Uneven. Sporadic. Enigmatic.

Perhaps one game can change that. Tucker – and the Terrapins – can only hope.

Tucker scored a season-high 13 points in Tuesday’s rout of Winston-Salem State, a much-needed boost for a player who playing time remains in just as much flux as it was this time last season.

“It meant a lot to me,” Tucker said. “I’ve been struggling, just like last year with not playing much. This year, I didn’t do a lot of pouting. I talked to coach and he just wanted  me to practice hard.”

So Tucker has for the Terps (7-3), who play host to Florida Atlantic (5-6) on Sunday afternoon. He’ll be looking for the first back-to-back double-digit scoring outings of his career as well as the steadiness that has eluded him throughout his three seasons.

This is the guy who scored 22 points against eventual national champ North Carolina last season. And the sometimes-sweet shooter whose slick passing ability sometimes is overlooked.

There was little doubt about his shot Tuesday. He made all five attempts – three from 3-point range – as he turned in the best scoring night of the season among Maryland’s usual reserves.

“It is there, you just have to figure it out,” coach Gary Williams said. “I think tonight was a big step for Cliff. He got 17 minutes. He wasn’t getting that many minutes, but off of tonight obviously, you look at the next game and have to figure out a way to get him out there.”

If there is something different about Tucker, it’s maturity. Tucker candidly acknowledged he didn’t take practice seriously in the past, which in turn led to less playing time and greater frustration.

But there’s more to it. Any reserve’s court time is often limited, and there were countless instances throughout Tucker’s career when an errant shot or wild pass was quickly followed by a starter marching to the scorer’s table to check in for him.

Fair or not, that would likely cause some hesitance for anyone. But Tucker shoved that aside in Maryland’s first game back from exams, instead concerning himself with just playing well when granted the opportunity.

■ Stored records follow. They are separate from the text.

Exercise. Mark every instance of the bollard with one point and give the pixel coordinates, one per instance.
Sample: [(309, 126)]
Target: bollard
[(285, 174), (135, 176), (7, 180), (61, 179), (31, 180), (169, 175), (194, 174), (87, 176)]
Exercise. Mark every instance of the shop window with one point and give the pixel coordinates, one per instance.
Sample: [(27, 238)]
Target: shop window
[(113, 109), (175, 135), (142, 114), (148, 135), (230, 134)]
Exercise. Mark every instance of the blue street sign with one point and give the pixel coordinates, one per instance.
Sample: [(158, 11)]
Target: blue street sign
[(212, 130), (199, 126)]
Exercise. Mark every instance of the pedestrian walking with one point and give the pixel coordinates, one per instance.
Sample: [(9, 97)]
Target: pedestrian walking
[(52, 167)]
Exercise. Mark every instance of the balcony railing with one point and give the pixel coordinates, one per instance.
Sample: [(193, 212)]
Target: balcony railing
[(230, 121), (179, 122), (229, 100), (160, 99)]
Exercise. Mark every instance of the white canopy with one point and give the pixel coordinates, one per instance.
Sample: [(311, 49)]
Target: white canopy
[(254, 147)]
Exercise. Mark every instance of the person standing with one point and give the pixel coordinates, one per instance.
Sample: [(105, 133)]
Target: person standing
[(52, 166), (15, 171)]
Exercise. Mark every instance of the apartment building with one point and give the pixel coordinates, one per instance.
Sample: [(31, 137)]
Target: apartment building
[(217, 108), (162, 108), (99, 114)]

“I think I was just playing and not worrying about anything,” Tucker said. “I think a lot of times I get in the game worried about not making a mistake and thinking about if I’m going to come out, or worried about how many minutes I’m going to play. I just got in the game and didn’t worry about anything.”

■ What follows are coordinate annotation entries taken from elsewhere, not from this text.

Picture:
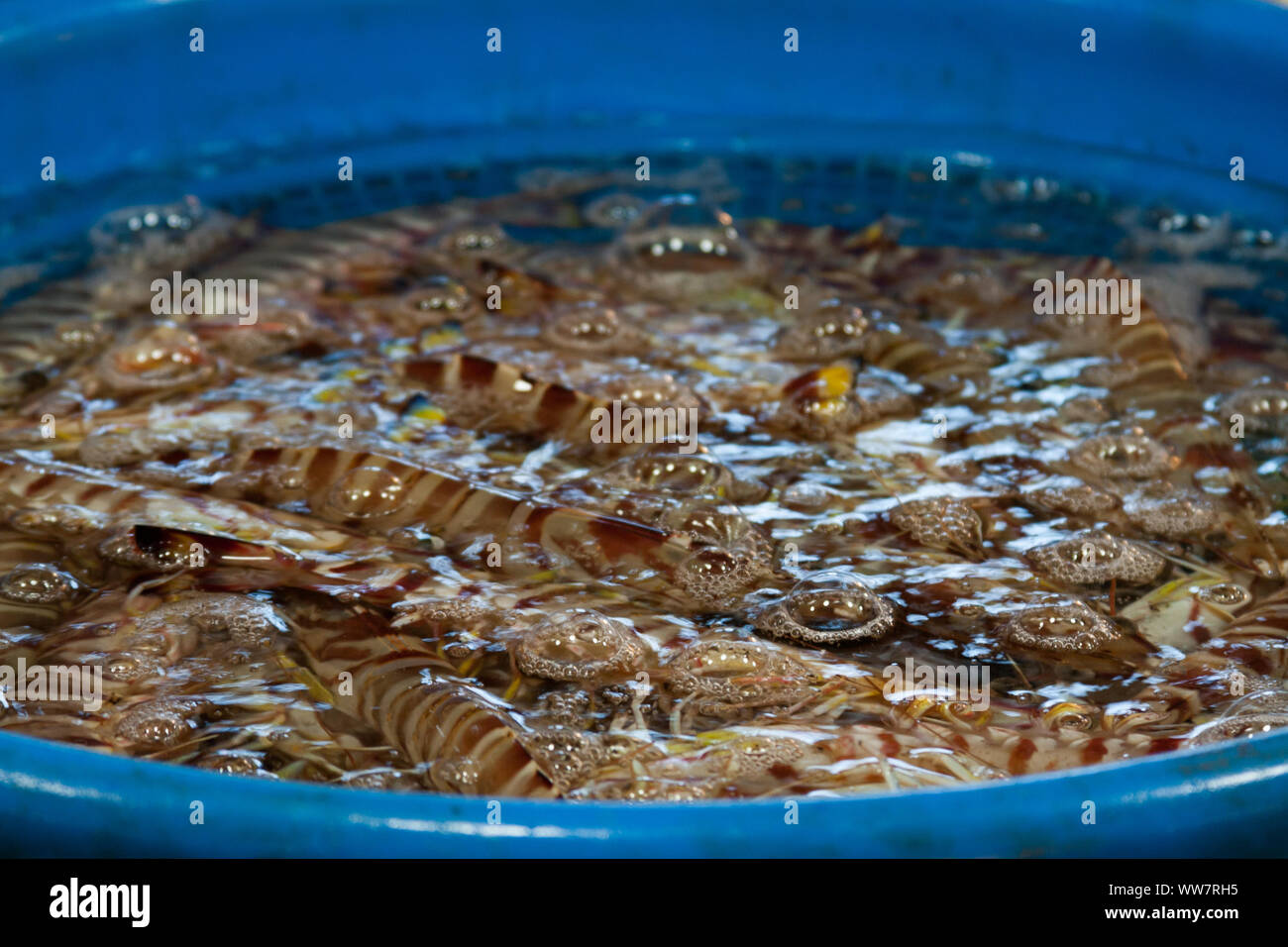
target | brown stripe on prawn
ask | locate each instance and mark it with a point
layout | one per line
(374, 492)
(399, 685)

He’s also set to work at correcting his practice habits. After playing at least 13 minutes in every game in November, Tucker logged 13 minutes in the first three games this month. But he turned in a strong week of work during exams, and wound up with his best game of the season.

“He’s just working harder,” guard Adrian Bowie said. “In the beginning, he didn’t work as hard, but the talent has always been there. The more he’s working harder, the better he’s looking and it’s translating into the game.”

How long it will is uncertain. Tucker’s strong games in the past were always tantalizing, but even he knows steady play is elusive. After the 22-point against North Carolina last year, he collected 22 points in the Terps’ final nine outings.

This year, though, his attitude is different. So too, potentially, will the results.

“Coach told me it was a good game, so hopefully I can keep going,” Tucker said. “I don’t want to just have a good game and the next game go back to normal. Hopefully I can keep going and playing the way I am.”